Alessio Natalizia is a busy man at the moment. Alongside his harmonious dream-pop day band Banjo or Freakout, he also records with Sam Willis as electronic outfit Walls – and has recently started a record label with Willis, Ecstatic. How he has found any space for his new project, Not Waving, is beyond me.

Eschewing the pop of Banjo or Freakout and the modern electronica of Walls, Not Waving makes electronic music that’s inspired as much by post-punk as it is by late 70s and early-80s digital music. On the debut album Umwelt waves of synths pulse and flow like a blissed-out Suicide, while the gleaming production has more than a nod towards Italo disco about it.

There’s also a serious intensity to this music: the record is a dark and claustrophobic experience, perhaps coming from the interest Natalizia took in the concept of Remote Viewing whilst recording the tracks that would form Umwelt. It’s a battle between rationality and a belief in the paranormal that takes place over the album’s tracks, as Natalizia questions the concept of extra-sensory perception. We caught up with the London based Italian recently to find out more about remote viewing and, of course, the music of Not Waving.

First of all, does the name come from the Stevie Smith poem, and does it fit the music you’re making as Not Waving?
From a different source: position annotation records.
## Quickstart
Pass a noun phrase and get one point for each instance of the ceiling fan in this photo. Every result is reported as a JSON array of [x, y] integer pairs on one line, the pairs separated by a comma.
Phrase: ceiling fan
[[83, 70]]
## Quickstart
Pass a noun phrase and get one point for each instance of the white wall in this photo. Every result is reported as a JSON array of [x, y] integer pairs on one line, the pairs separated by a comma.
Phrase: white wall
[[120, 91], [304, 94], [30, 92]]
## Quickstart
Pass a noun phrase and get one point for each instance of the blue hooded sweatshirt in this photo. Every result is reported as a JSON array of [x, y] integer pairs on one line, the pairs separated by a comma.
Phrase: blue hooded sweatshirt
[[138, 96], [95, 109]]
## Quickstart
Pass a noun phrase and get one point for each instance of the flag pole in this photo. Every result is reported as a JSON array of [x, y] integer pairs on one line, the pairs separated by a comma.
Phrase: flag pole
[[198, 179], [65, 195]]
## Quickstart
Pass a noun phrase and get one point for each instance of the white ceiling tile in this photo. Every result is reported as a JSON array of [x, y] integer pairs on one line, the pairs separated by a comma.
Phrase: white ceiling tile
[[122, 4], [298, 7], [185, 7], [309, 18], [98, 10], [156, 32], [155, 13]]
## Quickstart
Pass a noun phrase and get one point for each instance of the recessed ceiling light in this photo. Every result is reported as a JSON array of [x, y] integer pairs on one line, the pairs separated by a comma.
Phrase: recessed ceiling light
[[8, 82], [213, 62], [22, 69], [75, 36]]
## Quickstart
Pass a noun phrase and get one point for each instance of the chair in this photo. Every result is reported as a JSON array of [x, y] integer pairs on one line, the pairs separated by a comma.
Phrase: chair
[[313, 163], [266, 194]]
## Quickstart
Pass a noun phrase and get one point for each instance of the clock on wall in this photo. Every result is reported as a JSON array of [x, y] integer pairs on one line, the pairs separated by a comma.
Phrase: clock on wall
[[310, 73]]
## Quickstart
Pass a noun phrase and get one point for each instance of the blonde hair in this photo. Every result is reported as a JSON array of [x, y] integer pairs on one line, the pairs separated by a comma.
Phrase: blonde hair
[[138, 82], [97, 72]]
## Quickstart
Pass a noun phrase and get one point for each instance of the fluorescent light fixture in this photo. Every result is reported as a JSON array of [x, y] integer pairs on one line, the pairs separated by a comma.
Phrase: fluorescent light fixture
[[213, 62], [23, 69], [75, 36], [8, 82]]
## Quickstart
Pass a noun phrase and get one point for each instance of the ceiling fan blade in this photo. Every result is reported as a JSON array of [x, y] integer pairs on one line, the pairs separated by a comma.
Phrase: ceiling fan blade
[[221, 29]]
The name Not Waving primarily comes from the title of a This Heat song but when I decided to go with it I did think the Stevie Smith poem would fit very well with what I had in mind. It is such a powerful poem – a drowning person whose distress in the water is mistaken for waving. Wow. That is a pretty strong image… so powerful and raw but also simple and open to a multitude of interpretations about peace, death, fear, suicide, sense of abandonment and a possible cry for help all together.

What made you want to make new music away from Walls and Banjo or Freakout? Was it simply the case that the ideas you had didn’t fit either act’s sound?

It was not a “proper” decision. I had bought some new equipment and started to record a few sketches to learn how to use the new gear and Not Waving was born that way. It was a new way for me to work on music. I always tend to work on a big amount of songs and then pick the ones I like the most and work better but with Not Waving I gave myself limitation in terms of the direction I wanted to go and I wouldn’t work on a song for more than a day.

I wanted to treat a different set of emotions I had been dealing different to what I’d done before; I wanted Not Waving to be raw and dark, more intense, less emotional/sweet and adult but at the same time also more spontaneous.

It’s an electronic record, obviously, but it’s a rather “old” sounding one, harking back to the 70s and 80s – were there any artists or records that influenced the sound?

I hope you mean “old” in a good way and not just that I am an old man! I certainly am not interested in sounding “old” or “new”. I want to make music that has no time. I went back and listened to a lot of post-punk records I used to love when I was younger like the This Heat album that I mentioned before and lots of Italian electronic records that were released in the early 80s, just in between the end of the punk days and the beginning of the Italo disco boom; they are a huge font of inspiration to me.

The album title, Umwelt, refers to the theory of a “self-centred world”. How does this translate to the music of Not Waving – do we interpret our Umwelt (environment) through the music on the record, thus affecting our perception of your world and our own?

That is not exactly what I was intending but I do really like this idea. Listening to music in order to explore your own world but that is something you can do listening to any record that will make something click into your “umwelt”; so if that is going to happen with my record that is great. Music is one of the strongest ways to investigate your inner world and I am interested in making music that will demand some time from the listener who will be in some way affected by it.

Does this idea also flow through the interest in remote viewing? Can you, via this theory, imagine places you’ve never been to and then write music about them?

That is what the remote viewers say they are able to do. Doing a record about the remote viewing theories and the idea of “remote listening” doesn’t mean I 100% believe in it. I was attracted by the fact that something so doubtful could be possible. Something so unlikely can quickly become believable. It is the magical element of paranormal techniques… even if your rationality is telling you what to believe, there is another part of your mind that keeps wondering and you are never completely sure about what they are going to find out.

The more I would research about the remote viewing theories, files, tests and drawings the more I would get fascinated by how imaginative and fantastical all of them could be.